Vitamin D, “the sunshine vitamin,” may very well be one of the most beneficial vitamins there is for disease prevention. Unfortunately it’s also one of the vitamins that a vast majority of people across the world are deficient in due to lack of regular exposure to sunshine.
Published in the journal Epidemiology and Infection in 2006, the hypothesis presented by Dr. John Cannell and colleagues in the paper Epidemic Influenza and Vitamin D raises the possibility that influenza is a symptom of vitamin D deficiency.
The vitamin D formed when your skin is exposed to sunlight regulates the expression of more than 2,000 genes throughout your body, including ones that influence your immune system to attack and destroy bacteria and viruses. Hence, being overwhelmed by the “flu bug” could signal that your vitamin D levels are too low, allowing the flu virus to overtake your immune system.
At least five studies show an inverse association between lower respiratory tract infections and 25(OH)D levels. That is, the higher your vitamin D level, the lower your risk of contracting colds, flu, and other respiratory tract infections:
- A 2007 study suggests higher vitamin D status enhances your immunity to microbial infections. They found that subjects with vitamin D deficiency had significantly more days of absence from work due to respiratory infection than did control subjects.
- A 2009 study on vitamin D deficiency in newborns with acute lower respiratory infection (ALRI) confirmed a strong, positive correlation between newborns’ and mother’s vitamin D levels.
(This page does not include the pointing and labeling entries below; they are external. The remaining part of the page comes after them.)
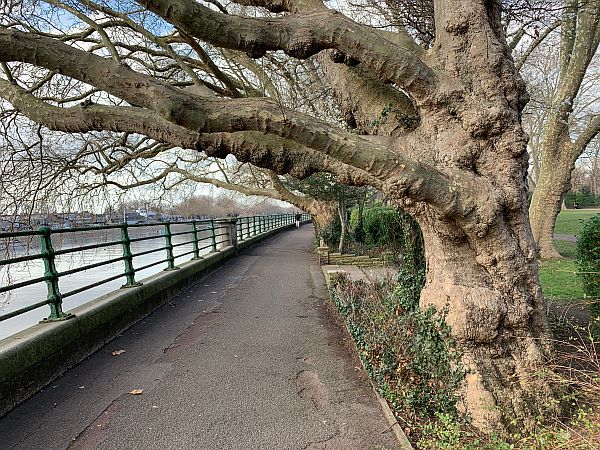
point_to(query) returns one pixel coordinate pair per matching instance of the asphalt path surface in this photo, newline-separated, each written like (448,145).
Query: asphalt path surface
(251,357)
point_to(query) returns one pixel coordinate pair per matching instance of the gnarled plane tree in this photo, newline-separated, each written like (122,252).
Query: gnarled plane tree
(437,130)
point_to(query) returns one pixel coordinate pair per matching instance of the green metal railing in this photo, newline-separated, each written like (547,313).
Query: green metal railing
(205,236)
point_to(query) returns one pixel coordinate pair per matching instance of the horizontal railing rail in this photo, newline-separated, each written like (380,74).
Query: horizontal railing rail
(204,236)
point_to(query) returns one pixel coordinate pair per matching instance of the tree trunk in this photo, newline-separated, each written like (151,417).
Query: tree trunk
(550,191)
(489,288)
(344,225)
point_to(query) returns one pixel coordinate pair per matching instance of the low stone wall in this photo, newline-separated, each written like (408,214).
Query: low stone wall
(34,357)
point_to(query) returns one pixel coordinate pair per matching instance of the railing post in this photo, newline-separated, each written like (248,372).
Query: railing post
(213,236)
(195,241)
(127,258)
(169,246)
(54,297)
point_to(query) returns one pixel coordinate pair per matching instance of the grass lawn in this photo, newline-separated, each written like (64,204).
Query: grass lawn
(559,281)
(569,220)
(566,249)
(558,278)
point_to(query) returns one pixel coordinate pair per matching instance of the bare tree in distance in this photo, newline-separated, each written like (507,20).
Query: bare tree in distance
(566,135)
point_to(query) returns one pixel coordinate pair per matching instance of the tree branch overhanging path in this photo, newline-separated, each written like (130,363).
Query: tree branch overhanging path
(444,139)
Over 87 percent of all newborns and over 67 percent of all mothers had vitamin D levels lower than 20 ng/ml, which is a severe deficiency state.
Newborns with vitamin D deficiency appear to have an increased risk of developing ALRI, and since the child’s vitamin D level strongly correlates with its mother’s, the researchers recommend that all mothers’ optimize their vitamin D levels during pregnancy, especially in the winter months, to safeguard their baby’s health.
- A similar Indian study published in 2004 also reported that vitamin D deficiency in infants significantly raised their odds ratio for having severe ALRI.
- A 2009 analysis of the Third National Health and Nutrition Examination Survey examined the association between vitamin D levels and recent upper respiratory tract infection (URTI) in nearly 19,000 subjects over the age of 12.
Recent URTI was reported by:
- 17 percent of participants with vitamin D levels of 30ng/ml or higher
- 20 percent of participants with vitamin D levels between 10-30 ng/ml.
- 24 percent of participants with vitamin D levels below 10ng/ml
The positive correlation between lower vitamin D levels and increased risk of URTI was even stronger in individuals with asthma and chronic obstructive pulmonary disease.
- Another 2009 report in the journal Pediatric Research stated that infants and children appear more susceptible to viral rather than bacterial infections when deficient in vitamin D. And that, based on the available evidence showing a strong connection between vitamin D, infections, and immune function in children, vitamin D supplementation may be a valuable therapy in pediatric medicine.